NebulaStream

NebulaStream is the first data management system designed for the Internet of Things (IoT). It is designed from the ground up to incorporate all computing resources, even outside the cloud, and apply processing wherever possible. This is a fundamental change compared to today’s streaming systems that are designed for the cloud and thus require bringing all data into the cloud before processing. However, even though NebulaStream is designed for the IoT, it is at the same time a highly efficient streaming engine that can also be used within cloud setups only.

Design Goals

NebulaStream aims to provide unique set features that distinguishes it from state-of-the-art systems:

  • Continuous, stateful processing in a highly dynamic and volatile environment.
  • Out-of-the-box heterogeneity (CPU/GPU/FPGA/DSP, ARM/X86, I2C/SPI/UART, OPC).
  • Scalable processing of thousands of queries over millions of devices.
  • Support for Heterogeneous workloads (Analytics, CEP, ML, and UDF support) and different client languages (e.g, Python, Java).
  • Adaptive Sensor Management.
  • Secure and privacy-preserving processing.

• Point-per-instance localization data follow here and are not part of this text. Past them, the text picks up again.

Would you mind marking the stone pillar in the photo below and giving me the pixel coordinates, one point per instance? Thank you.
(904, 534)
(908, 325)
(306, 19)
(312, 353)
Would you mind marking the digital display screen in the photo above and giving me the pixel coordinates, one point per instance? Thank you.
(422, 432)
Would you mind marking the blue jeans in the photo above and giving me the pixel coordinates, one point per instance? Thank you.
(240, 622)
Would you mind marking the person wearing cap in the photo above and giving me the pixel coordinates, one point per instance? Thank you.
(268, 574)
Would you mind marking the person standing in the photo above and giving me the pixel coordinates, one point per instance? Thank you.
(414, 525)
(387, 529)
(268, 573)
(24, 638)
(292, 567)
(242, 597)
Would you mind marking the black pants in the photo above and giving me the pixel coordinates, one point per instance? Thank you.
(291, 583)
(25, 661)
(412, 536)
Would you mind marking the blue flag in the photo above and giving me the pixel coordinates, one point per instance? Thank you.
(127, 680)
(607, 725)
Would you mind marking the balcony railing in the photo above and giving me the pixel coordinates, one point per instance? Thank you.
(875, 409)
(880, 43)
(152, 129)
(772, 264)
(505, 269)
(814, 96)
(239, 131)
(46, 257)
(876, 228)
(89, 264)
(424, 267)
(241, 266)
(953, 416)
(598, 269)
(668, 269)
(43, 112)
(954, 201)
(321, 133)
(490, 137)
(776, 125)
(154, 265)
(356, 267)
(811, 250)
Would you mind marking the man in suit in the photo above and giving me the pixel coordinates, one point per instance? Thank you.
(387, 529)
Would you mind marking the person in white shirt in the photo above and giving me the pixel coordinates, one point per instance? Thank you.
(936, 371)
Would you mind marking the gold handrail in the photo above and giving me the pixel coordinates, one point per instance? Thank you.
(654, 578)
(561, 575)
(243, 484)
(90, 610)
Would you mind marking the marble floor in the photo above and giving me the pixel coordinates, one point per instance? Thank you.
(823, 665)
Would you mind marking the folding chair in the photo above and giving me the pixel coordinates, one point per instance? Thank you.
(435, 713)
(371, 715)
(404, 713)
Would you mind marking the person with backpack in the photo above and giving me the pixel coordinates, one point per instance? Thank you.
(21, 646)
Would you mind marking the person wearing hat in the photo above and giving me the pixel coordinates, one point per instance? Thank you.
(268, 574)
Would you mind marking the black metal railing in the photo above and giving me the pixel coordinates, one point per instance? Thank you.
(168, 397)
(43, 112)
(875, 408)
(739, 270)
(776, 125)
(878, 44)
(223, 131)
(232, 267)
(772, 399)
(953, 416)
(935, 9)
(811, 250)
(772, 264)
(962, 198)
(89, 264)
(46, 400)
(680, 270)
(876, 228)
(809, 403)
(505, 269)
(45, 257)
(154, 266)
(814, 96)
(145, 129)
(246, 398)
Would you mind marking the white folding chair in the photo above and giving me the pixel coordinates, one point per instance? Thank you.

We refer to our systems paper and application paper for more details.

Unique Technologies

To achieve these unique features, NebulaStream is built around a set of cutting-edge technologies:

  • On-demand Data Gathering: NebulaStream gathers only the data required to answer user queries.
  • In-network Processing: NebulaStream uses all available resources in the network, within or outside the cloud, to process data while it flows from its origin at the sources to the exit point in the cloud.
  • Hardware-tailored Code Generation: NebulaStream exploits hardware tailored-code generation to generate highly efficient code based on the underlying hardware, which leads to highly efficient resource utilization.
  • Intermediate Representation: NebulaStream maps all user queries, written in different languages (e.g., Java, Python, C++) to a common intermediate representation and compiles based on that efficient code for multiple backends (e.g., Cuda, C++, OpenAPI).
  • Decentralized Fault Detection and Recovery: NebulaStream combines centralized decision-making (e.g., operator placement) with decentralized decision-making where nodes cooperatively try to solve upcoming problems (e.g., a node failure).
  • Dynamic Optimization and lightweight Partial-(re-)deployment Algorithms: NebulaStream addresses the volatility outside the cloud with a unique set of dynamic algorithms and the massive scale with lightweight algorithms to allow IoT deployments on thousands of nodes.